In order to go rallying with its Group B legend, the Sport Quattro, Audi had to build a version for the road as well. The result was a hand-built beast that shamed most supercars of the day.
While today’s rally cars are based on production models, we can’t really say that they have much in common when it comes to mechanics. In most cases, you can’t even buy the model in question with a four-wheel drive or with the same engine displacement as the rally version.
In the 1980s, things were a bit different. While the monsters that raged in the Group B were vastly different from the ordinary cars that average people could buy, they still had to have a production version. The thing was, however, that manufacturers only had to make 200 of them for homologation, and this allowed them to create monsters.
One of them was the Audi Sport Quattro. After the original version, known as “Ur-Quattro”, proved itself capable but prone to understeer due to the heavy engine and long front overhang, the engineers from Ingolstadt came up with an ingenious solution. They decided to hack just 32 centimetres from the car’s wheelbase and create a unique, more nimble machine.
Obviously, they had to make some for the road as well. Thus, a limited run of 224 Sport Quattros were produced. The cars represented the pinnacle of automotive engineering at the time. Some parts of the body, like the bonnet, wings or the roof, were made of Kevlar. The engine was a five-cylinder with four valves per cylinder, an aluminium block and a massive KKK turbocharged. In street form, it was said to deliver a little over 300 horsepower. In race-tuned form, it was more than 450 hp.

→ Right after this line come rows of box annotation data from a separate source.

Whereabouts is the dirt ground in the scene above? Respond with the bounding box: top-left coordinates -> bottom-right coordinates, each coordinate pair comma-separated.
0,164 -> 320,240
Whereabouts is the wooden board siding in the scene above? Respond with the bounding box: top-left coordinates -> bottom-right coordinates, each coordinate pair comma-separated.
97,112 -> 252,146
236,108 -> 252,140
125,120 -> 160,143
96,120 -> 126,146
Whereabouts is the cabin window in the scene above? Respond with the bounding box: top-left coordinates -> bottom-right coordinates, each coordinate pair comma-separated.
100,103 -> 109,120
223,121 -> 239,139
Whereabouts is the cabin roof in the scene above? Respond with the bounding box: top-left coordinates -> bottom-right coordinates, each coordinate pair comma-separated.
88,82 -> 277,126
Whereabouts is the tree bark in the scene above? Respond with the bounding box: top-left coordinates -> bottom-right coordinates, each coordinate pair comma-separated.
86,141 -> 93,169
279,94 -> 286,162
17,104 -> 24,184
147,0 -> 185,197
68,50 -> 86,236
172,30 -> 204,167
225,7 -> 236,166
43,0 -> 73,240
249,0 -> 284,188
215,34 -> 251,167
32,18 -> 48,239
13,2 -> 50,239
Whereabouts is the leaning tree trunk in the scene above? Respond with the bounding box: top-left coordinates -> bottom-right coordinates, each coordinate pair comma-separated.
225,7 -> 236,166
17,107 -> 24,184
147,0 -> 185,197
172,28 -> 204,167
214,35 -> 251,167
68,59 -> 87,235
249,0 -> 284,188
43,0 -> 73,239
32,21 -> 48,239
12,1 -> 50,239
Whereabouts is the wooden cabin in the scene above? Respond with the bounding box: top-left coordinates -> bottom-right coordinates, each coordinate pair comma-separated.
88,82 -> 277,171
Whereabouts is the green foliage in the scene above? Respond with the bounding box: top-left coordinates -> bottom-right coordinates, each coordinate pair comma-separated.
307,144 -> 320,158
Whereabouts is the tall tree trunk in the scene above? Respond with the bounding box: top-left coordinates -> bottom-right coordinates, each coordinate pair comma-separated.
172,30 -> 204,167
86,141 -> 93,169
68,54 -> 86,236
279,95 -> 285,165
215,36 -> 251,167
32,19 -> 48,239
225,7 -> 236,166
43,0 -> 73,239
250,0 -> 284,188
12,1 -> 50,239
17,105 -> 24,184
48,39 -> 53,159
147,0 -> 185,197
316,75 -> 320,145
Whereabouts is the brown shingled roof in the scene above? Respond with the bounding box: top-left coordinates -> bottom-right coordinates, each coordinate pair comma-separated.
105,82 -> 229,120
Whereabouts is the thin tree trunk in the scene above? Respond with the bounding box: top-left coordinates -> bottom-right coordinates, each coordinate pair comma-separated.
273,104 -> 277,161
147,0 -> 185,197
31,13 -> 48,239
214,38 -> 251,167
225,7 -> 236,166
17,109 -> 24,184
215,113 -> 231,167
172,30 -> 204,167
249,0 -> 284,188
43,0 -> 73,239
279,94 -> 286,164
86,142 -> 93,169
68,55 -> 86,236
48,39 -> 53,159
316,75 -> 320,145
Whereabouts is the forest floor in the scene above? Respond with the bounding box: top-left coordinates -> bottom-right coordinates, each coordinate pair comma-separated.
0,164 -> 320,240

The Sport Quattro, sporting an eye-watering pricetag of 203.500 DM – enough to buy two Porsche 911 Turbos at the time – was certainly not a car for the average driver. Designed to become a weapon for brave drivers like Michele Mouton, the street version was a scary monster not really suited for daily driving.
Of around 130 – 160 Sport Quattros that were sold to the public (the rest were kept by the factory for racing), many were used by independent rally or racing teams, while others usually ended up in the garages of wealthy rallying enthusiasts.

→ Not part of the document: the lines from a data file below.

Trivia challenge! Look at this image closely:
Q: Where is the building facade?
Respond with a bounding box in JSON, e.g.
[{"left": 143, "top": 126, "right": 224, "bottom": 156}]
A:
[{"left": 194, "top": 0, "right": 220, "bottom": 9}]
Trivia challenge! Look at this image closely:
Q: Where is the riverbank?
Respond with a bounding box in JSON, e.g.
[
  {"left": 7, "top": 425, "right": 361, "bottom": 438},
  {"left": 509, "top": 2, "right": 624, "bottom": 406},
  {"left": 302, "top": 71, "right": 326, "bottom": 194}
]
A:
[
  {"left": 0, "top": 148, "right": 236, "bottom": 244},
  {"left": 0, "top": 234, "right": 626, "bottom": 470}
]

Today, they are hardly ever used for racing, save for special classic car events. While they are still plenty fast enough, they can’t hold a candle to the modern rally cars, even ones from the lower WRC2 class (like our very own FABIA R5) – and what’s maybe even more important, they are way too valuable to be risked.
Like the one that’s currently for sale in Berlin. With more than 71 thousand kilometres on the clock, it is probably one of the more heavily used examples of its kind. The presence of a car phone on the dashboard even suggests that someone may have used it as a daily driver for some time.
As is usual with Sport Quattros, the aluminium engine block was replaced (at 32 thousand kilometres) with an iron one, but other than that, the car looks perfectly original and in wonderful shape.
Feeling like Michele Mouton or Walter Röhrl comes at a steep price, though. While you could buy two 911 Turbos for the price of one Sport Quattro when new, it would have been a bad investment if you did. Today, the fast Audi, with 475.000 EUR price tag, is worth about four times more than a nicely preserved 911 Turbo from 1980s.
It seems you can put a price tag on legends, after all.